Pierre Hermé's Olive Sablés

Pierre Hermé is a french Pastry Chef who is famous for his macaroons. He often makes use of savory ingredients in his desserts: traces of balsamic vinegar, Parmesan, or olives in his cakes and layered dessert cremes. He was the youngest person ever to be named France's Pastry Chef of the Year.
When I read his recipes for olive sables it intrigued me that he used Black Olives and Olive Oil in his recipe. When you bite in this cookie, the first taste you will get will be sweet but then comes the salty olives followed by the base flavor of olive oil. The texture of this cookie is crisp with an light crumbly snap. They are perfect with a glass of wine or champaign or with a cocktail.

Pierre Hermé's Olive Sablés
makes 60

The dough should chill for at least several hours, better overnight and you should use an oil-cured, meaty and chewy olive, canned black olives won't work in this recipe. 

1 large hard-boiled egg, white discarded
2 1/4 cups (300 g) all purpose flour
6 Tbsp (45 g) Potato Starch (I used corn starch)
15 Tbsp unsalted butter ( 1 stick + 7 Tbsp) (215 g), at room temperature
1/3 cup (80 ml) olive oil (a fruity olive oil is best)
1 cup ( 100 g) confectioners' sugar, sifted
2 1/2 oz (about 1/2 cup/ 70g) pitted black olives, preferably oil-cured, chopped
1 teasp / 5 g fleur de sel (optional) ( I used a good pinch)

Grate the hard-boiled yolk onto a piece of wax-paper. Put the flour and potato starch in a strainer set over a large bowl and sift into the bowl, whisk to thoroughly blend.

Working with a stand mixer, preferably fitted with a paddle attachment, or with a hand mixer in a large bowl, beat the butter on medium speed until it's soft and creamy. Beat in the olive oil, followed by the grated yolk. Blend in the confectioners' sugar, reduce the speed to low, and add the dry ingredients. Mix until the dough just comes together, then stir in the chopped olives. You'll have a very soft, very pliable dough. 

Turn the dough out onto a work surface, divide it into thirds, and shape each piece into a log about 1 1/2 inches (3,5 cm) in diameter. Wrap the dough in plastic and chill for at least several hours. If you're in a hurry, you can freeze the logs for an hour or so.

When you're ready to bake the sables, center a rack in the oven and preheat the oven to 325 degrees F/ 160 C. 
Line a baking sheet with parchment paper.

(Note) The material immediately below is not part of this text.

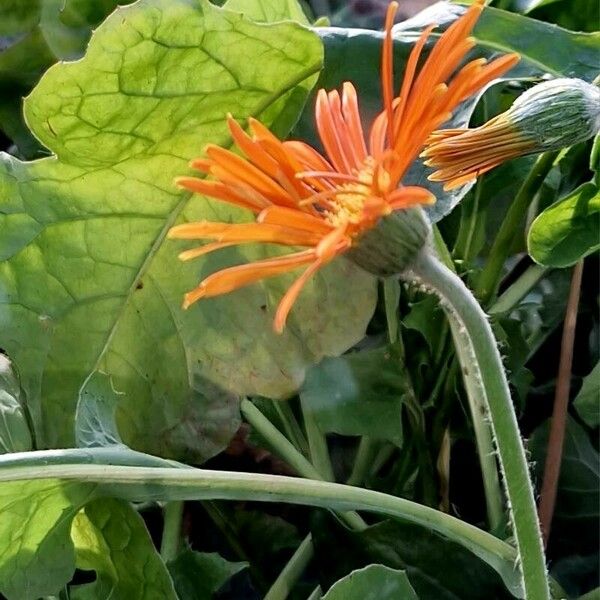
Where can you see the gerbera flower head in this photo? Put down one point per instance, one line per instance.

Working with 1 log at a time, slice the cookies 1/4 inch (0,5 cm) thick and arrange them on the baking sheet. (When they break, just press them slightly together with your fingers) - you want to bake these one sheet at a time.

Bake the sables for 15 to 18 minutes, rotating the baking sheet at the midway mark, or until the cookies are firm but not colored. They may turn golden around the edges, but you don't want them to brown. Transfer the cookies to a rack to cool, and repeat with the remaining logs of dough, making sure to use a cook baking sheet each time.

The logs can be frozen for up to 2 months, there's no need to defrost before slicing and baking.